Partition Input Data

The Data Partition node enables you to partition your input data into one of the following data sets:
  • Train — used for preliminary model fitting. The analyst attempts to find the best model weights by using this data set.
  • Validation — used to assess the adequacy of the model in the Model Comparison node. The validation data set is also used for model fine-tuning in the Decision Tree model node to create the best subtree.
  • Test — used to obtain a final, unbiased estimate of the generalization error of the model.
For more information about the Data Partition node, see the SAS Enterprise Miner Help.
Perform the following steps to add a Data Partition node to the analysis:
  1. Select the Sample tab on the node toolbar and drag a Data Partition node into the diagram workspace.
  2. Connect the VAEREXT_SERIOUS input data node to the Data Partition node.
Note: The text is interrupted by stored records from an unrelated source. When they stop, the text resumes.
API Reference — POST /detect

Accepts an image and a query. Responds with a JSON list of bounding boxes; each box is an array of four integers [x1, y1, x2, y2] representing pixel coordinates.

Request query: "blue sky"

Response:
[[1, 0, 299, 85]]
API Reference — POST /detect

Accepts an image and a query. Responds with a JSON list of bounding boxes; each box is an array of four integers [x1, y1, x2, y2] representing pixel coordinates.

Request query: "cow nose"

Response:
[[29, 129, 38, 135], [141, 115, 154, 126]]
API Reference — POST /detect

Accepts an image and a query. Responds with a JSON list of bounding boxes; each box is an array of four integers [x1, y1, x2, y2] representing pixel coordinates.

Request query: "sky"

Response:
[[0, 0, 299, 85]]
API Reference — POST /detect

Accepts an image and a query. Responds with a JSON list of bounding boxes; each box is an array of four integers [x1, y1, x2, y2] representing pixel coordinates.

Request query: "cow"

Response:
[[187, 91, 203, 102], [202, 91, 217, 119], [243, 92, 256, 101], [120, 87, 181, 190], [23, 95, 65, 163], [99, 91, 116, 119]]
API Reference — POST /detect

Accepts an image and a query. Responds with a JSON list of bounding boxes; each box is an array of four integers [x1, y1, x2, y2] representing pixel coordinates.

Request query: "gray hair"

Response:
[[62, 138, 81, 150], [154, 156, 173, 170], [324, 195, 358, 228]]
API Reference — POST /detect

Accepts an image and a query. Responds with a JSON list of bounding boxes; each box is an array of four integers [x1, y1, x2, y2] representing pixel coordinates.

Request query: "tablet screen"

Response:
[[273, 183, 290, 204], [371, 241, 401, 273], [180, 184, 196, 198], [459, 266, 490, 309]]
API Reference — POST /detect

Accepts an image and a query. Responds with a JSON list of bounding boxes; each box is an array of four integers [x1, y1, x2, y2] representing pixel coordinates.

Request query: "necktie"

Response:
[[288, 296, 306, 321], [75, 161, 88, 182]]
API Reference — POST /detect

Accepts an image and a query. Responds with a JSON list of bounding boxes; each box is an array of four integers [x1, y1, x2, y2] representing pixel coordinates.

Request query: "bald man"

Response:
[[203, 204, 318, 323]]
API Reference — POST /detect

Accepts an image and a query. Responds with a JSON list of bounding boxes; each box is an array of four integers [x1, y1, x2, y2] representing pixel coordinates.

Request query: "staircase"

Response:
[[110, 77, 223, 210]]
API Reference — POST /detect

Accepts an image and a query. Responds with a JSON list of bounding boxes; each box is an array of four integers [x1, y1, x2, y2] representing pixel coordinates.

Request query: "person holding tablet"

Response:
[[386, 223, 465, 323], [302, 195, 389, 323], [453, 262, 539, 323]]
    Note: To connect one node to another node in the default horizontal view, position the mouse pointer at the right edge of a node. A pencil icon appears. Hold the left mouse button down, and drag the line to the left edge of the node that you want to connect to, and then release the left mouse button. To change your view of connected nodes to a vertical view, right-click in the diagram workspace, and select Layoutthen select Vertically in the menu that appears.
    Process flow diagram
  3. Select the Data Partition node to view its properties.
    Details about the node appear in the Properties Panel.
  4. Set the Data Set Allocations properties as follows:
    • Set the Training property to 60.0.
    • Set the Validation property to 20.0.
    • Set the Test property to 20.0.
    These data partition settings ensure adequate data when you build prediction models with the VAEREXT_SERIOUS data.